The Many Faces of Food Fraud (Part IV)
But interspersed with these stories are some different takes on fraud in the seafood industry that hit the media waves this week. Lest we think that all fraud takes place in the United States, the first story is from down under in Australia.
A Gold Coast man pleaded guilty to 23 counts of fraud and obtaining money by false pretenses charges of defrauding five people of a total of about $6.5 million for investing in a non-existent seafood business.
A former bookkeeper for a local seafood company was sentenced Wednesday to 28 months in federal prison, plus 10 months of home confinement, after admitting she embezzled $2.3 million from the company to feed her gambling addiction.
A Gardena seafood dealer who imported endangered whale meat from Tokyo and sold it to sushi restaurants pled guilty to a misdemeanor charge for selling a marine mammal product for an unauthorized purpose, in violation of the federal Marine Mammal Protection Act.
A truck load of 25,000 pounds of king crab disappears. The trucking company and truckers documents appear to have been bogus.
If It Looks Like a Duck …
You may have missed it, because this is not a seafood example, but once again FDA has issued a Warning Letter to a firm for alleged situations of species substitution. In this situation, FDA reports finding the following:
- Lamb and Rice Dog Food that did not contain lamb but rather contained bovine
- Grain-free Duck Pet Food that did not contain duck
Again, the take away from this Warning Letter is that species substitution may cause products to be adulterated and misbranded both violations of the Federal Food Drug and Cosmetic Act (the Act).
The products were considered adulterated in that a valuable constituent (lamb or duck depending on the example) had been omitted and, in the case of the lamb, another ingredient had been substituted. Also, the products were considered misbranded in that they were offered for sale under the name of another food or if the labeling is false or misleading.
Species substitution is against the law. These warning letters from FDA confirm what we all already know.
Species Substitution of a Different Elk
Kudos to FDA for issuing a Warning Letter for an alleged case of species substitution. It wasn’t seafood related, but it was a crack down on species substitution nonetheless. In this situation, FDA reports finding the following:
- Black Bear Burger product that actually contained elk/red deer meat
- Black Bear Steak product that actually contained Brown Bear
The take away from this Warning Letter is that species substitution may cause products to be adulterated and misbranded both violations of the Federal Food Drug and Cosmetic Act (the Act).
The products were considered adulterated in that a valuable constituent (Black Bear) had been omitted and another ingredient had been substituted. Also the products were considered misbranded in that they were offered for sale under the name of another food.
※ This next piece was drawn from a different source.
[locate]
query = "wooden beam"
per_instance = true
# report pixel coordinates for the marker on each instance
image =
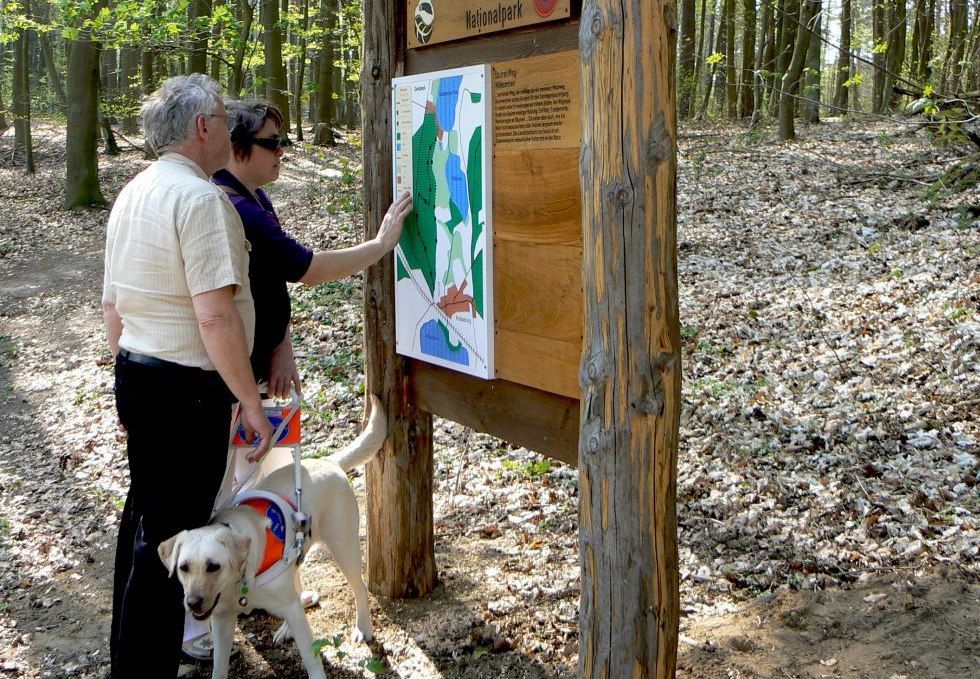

When customers aren’t getting what they pay, for be it Black Bear Steak or a grouper sandwich, they are getting cheated. And that is against the law.
Tips to Prevent Fraud
I just read an interesting article that came to my attention through Google Alerts. This online article – Crisis Management in the Poultry Industry Preparing for the Unexpected – provides some good general quick tips for purchasers to prevent being the recipient of fraudulent products. Suggestions like applying a risk rating to the goods you purchase, especially goods purchased on spot markets, or having sufficiently detailed product specifications which are agreed upon by both parties, or monitoring suppliers performance are among the nine tips provided. Although the audience is for the poultry industry (the article also will appear in the March 2011 issue of Poultry International), the tips are universal and can be adapted by seafood buyers to minimize the risk of being a victim of species substitution, illegal transshipment or even short weights.